Harrisburg, PA - A new study released today shows that Pennsylvania’s 12 state-designated Heritage Areas generate hundreds of millions of dollars in economic benefits and support thousands of jobs in addition to building awareness of the state’s history and culture.

The study found that in 2014, tourists spent an estimated 7.5 million days/nights in Pennsylvania’s Heritage Areas, purchasing $2 billion worth of goods and services. This spending supported 25,708 jobs and generated $798 million in labor income and nearly $1.3 billion in value-added effects.

In addition, 70 percent of visitor spending and associated economic effects would be lost to these areas if heritage anchor attractions were not available, according to the study.

“By investing in our Heritage Areas, we are investing in our economy, supporting jobs and preserving our history and culture for future generations,” said Jane Sheffield, president of HeritagePA. “If we let funding for these historic and culturally significant areas run out, we risk losing them – and the economic benefits they bring – forever.”

The Heritage Areas rely on state funding through the Heritage Areas Program to administer programs and oversee projects. As the 2015-2016 budget impasse continues in Harrisburg, funding for the Heritage Areas remains at an all-time low, and an increasing number of services and projects are in danger of being cut.
Without an immediate infusion of funds, a number of Heritage Areas will begin making cuts by the end of March 2016.
Heritage Areas are geographic regions or corridors that span two or more counties that
contain historic, recreational, natural and scenic resources that collectively exemplify the heritage of Pennsylvania.

Pennsylvania’s 12 Heritage Areas are: Allegheny Ridge Heritage Area, Delaware & Lehigh National Heritage Corridor, Endless Mountains Heritage Region, Lackawanna Heritage Valley, Lincoln Highway Heritage Corridor, Lumber Heritage Region, National Road Heritage Corridor, Oil Region National Heritage Area, PA Route 6 Heritage Corridor, Rivers of Steel National Heritage Area, Schuylkill River National & State Heritage Area, and Susquehanna Gateway Heritage Area.

“Pennsylvania has one of the richest collections of heritage attractions in the nation, and this study helped confirm that these attractions not only showcase our commonwealth’s history, heritage and culture, but also generate real dollars and jobs for our commonwealth,” said Barry Denk, director of the Center for Rural Pennsylvania. “These heritage areas contribute to a quality of life and sense of place that truly set the Keystone State apart.”

The “Economic Impact of Pennsylvania Heritage Areas” study was co-sponsored by The Center for Rural Pennsylvania and HeritagePA. The research team was led by John M. McGrath, Ph.D., a member of the business faculty at University of Pittsburgh-Johnstown.

About the Heritage Areas Program
Pennsylvania’s Heritage Areas Program is a well-established, national model operating in 57 counties across the Commonwealth.

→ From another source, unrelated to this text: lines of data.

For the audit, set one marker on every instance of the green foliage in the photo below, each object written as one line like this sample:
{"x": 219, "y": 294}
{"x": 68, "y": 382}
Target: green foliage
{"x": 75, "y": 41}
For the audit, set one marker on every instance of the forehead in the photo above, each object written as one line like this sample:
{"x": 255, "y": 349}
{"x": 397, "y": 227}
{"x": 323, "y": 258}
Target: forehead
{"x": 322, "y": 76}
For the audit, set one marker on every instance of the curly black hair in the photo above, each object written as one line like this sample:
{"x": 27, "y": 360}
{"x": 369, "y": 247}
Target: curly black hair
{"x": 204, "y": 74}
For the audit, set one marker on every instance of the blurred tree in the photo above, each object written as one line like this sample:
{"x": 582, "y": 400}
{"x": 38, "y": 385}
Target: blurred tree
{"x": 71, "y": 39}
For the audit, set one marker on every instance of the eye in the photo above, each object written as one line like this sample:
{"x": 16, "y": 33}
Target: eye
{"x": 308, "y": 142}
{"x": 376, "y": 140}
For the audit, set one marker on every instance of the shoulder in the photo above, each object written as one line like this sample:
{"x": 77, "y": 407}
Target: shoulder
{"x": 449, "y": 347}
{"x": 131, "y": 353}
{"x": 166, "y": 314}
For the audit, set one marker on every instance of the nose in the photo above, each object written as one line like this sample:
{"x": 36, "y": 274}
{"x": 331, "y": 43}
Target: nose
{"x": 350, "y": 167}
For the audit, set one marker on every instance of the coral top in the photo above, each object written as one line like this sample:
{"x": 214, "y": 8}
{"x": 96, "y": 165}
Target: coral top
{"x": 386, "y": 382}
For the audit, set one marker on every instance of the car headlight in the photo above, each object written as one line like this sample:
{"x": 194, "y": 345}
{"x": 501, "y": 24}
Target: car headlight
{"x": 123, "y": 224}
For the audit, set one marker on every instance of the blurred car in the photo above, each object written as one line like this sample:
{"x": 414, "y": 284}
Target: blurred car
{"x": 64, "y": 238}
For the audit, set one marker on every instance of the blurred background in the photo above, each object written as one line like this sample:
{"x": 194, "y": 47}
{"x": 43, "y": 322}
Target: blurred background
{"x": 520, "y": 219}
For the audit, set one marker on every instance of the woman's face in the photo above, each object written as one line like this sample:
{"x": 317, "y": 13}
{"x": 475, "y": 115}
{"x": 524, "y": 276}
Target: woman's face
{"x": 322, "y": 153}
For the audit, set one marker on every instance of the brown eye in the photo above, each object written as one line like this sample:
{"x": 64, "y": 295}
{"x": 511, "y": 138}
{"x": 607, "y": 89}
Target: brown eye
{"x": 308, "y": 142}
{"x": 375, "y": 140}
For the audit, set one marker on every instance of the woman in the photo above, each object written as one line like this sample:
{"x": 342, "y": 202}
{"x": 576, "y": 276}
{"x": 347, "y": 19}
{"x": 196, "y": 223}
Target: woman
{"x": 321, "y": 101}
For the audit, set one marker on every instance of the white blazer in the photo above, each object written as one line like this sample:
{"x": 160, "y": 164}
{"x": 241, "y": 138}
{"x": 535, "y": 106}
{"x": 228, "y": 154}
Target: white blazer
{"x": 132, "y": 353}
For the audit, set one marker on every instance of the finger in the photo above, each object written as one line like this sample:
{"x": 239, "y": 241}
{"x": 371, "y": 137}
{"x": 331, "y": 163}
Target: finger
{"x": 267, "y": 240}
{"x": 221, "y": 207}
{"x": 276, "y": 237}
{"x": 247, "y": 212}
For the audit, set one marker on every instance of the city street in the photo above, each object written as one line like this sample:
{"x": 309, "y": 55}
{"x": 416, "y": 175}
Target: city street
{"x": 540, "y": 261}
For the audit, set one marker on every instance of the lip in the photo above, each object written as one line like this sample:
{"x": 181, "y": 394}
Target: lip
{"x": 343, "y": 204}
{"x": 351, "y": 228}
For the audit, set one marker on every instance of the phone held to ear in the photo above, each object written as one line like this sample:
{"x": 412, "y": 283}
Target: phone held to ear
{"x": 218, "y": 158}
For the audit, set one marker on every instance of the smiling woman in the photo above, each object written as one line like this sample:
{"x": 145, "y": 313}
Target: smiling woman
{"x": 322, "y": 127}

Pennsylvania’s Heritage Areas encompass almost every major historical site, population center, and tourist attraction the Commonwealth has to offer.

Established in 1989, the Heritage Areas Program is a comprehensive, multi-faceted regional strategic initiative to conserve and enhance key resources and promote a region’s heritage for tourism development. The 12 Heritage Areas are managed separately and are as unique as the history, resources, and the communities they work to preserve, enhance, and grow. Through partnerships (regional, businesses, communities, etc.) and grass-roots planning, historic, cultural, natural, scenic, and recreation resources are preserved and developed to strengthen regional economies with a goal of increasing tourism, creating new jobs, and developing investment opportunities.